My limited experience with gardening and gardeners might best be characterized by the word “restraint.” Unlike our houses, which people renovate, rehabilitate, restore, redecorate, and reconfigure with reckless abandon, whole scale renovations of the garden are less frequent, and met with considerable circumspection if not frowns.
Two things seem to be at play here. First, I surmise most gardeners tend to think that “next year will be better.” So, we leave the wilted, sparsely-leafed, browning specimens in the ground for another year, blaming poor performance on extreme weather conditions, unusual insect activity, cat urine, or whatever else seems a prime suspect. The mantra, unfortunately, ensures continuation of the pathetic looking space we call a garden.
Second, more poignantly, I think there is a general unease with tampering with life. Sure, we may whack the heck out of some plant we dislike, hoping to kill it, but each year it returns more vigorous than the previous (and looking surprisingly attractive!). But with those specimens that we care for, like, and indeed for which we paid a handsome price, we lose the courage of our convictions, thinking that we’ll kill the plant, upset it, and plunge it into despair and hence poor performance if not death by moving it.
So, with those things in mind, I publicly announce my resolve to renovate the east side shade garden bed. I’ve been unhappy with it for several days, though probably longer. Perhaps visiting other people's gardens adversely affected the view of my own garden. Perhaps this harsh season—record breaking heat and drought, which has caused much visible damage—has deflated the promises I harbored for that bed.
No matter the cause, the bed needs a plan, a scheme, an order, a visually more aesthetic placement of plants. Of all my beds, this is the least photographed. Sure individual plants command attention, but the visual sweep fails to entice and excite.
The renovation may simply involve moving around some plants, and filling in gaps where plants have ceased to exist—drought and heat, combined with particularly dry, deep shade conditions in certain spots, have exacted their toll. I am in need of an architectural plant that can withstand those conditions, and I should like to situate Ephedra or Aucuba japonica crassifolia or, preferably, Hebe parviflora angustifolia in the space where I most need year round visual interest, but local garden centers do not carry them. I should probably ask if they have recommendations, but like most men and directions, I don’t feel like slowing down to bother the other.
My renovation, my extreme makeover—garden edition might actually have to wait, not because I curse suspected maladies and culprits, nor because I particularly value plant life (I do, but that doesn’t stop me).

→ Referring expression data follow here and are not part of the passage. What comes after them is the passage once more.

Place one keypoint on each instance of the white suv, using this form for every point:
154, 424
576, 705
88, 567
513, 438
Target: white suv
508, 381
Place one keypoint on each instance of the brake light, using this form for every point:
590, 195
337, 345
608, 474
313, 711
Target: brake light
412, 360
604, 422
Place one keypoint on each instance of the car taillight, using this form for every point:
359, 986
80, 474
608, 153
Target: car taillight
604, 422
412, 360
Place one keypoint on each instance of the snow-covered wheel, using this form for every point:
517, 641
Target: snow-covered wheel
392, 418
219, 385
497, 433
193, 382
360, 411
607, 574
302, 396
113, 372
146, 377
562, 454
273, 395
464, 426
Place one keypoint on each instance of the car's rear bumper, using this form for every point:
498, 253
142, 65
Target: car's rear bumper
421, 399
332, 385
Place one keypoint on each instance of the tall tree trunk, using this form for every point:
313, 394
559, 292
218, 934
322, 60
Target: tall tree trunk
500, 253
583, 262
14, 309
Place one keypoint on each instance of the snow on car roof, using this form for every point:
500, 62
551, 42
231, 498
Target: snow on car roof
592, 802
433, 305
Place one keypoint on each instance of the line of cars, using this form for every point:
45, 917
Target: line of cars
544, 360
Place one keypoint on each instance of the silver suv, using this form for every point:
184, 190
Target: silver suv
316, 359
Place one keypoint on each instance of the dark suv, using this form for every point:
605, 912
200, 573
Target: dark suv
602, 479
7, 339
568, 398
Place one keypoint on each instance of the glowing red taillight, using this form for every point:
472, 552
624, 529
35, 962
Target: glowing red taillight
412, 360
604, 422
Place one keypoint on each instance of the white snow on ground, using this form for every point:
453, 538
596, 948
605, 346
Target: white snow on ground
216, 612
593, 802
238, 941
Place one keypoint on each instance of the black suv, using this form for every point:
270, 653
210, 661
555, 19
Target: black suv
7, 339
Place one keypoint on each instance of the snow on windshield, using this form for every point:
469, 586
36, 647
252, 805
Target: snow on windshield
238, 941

Rather, like many a gardener, I suppose, the ultimate cause for restraint lies in finding that proverbial perfect plant, the one you discover after months or possibly years of research, the one you find a desire well up in your heart, the one that you search the eastern seaboard (or whatever region from which you hail) until you find it.
The true cause for restraint is it seems, quite unexpectedly, obsession.
It really just needs something vertical, Matt.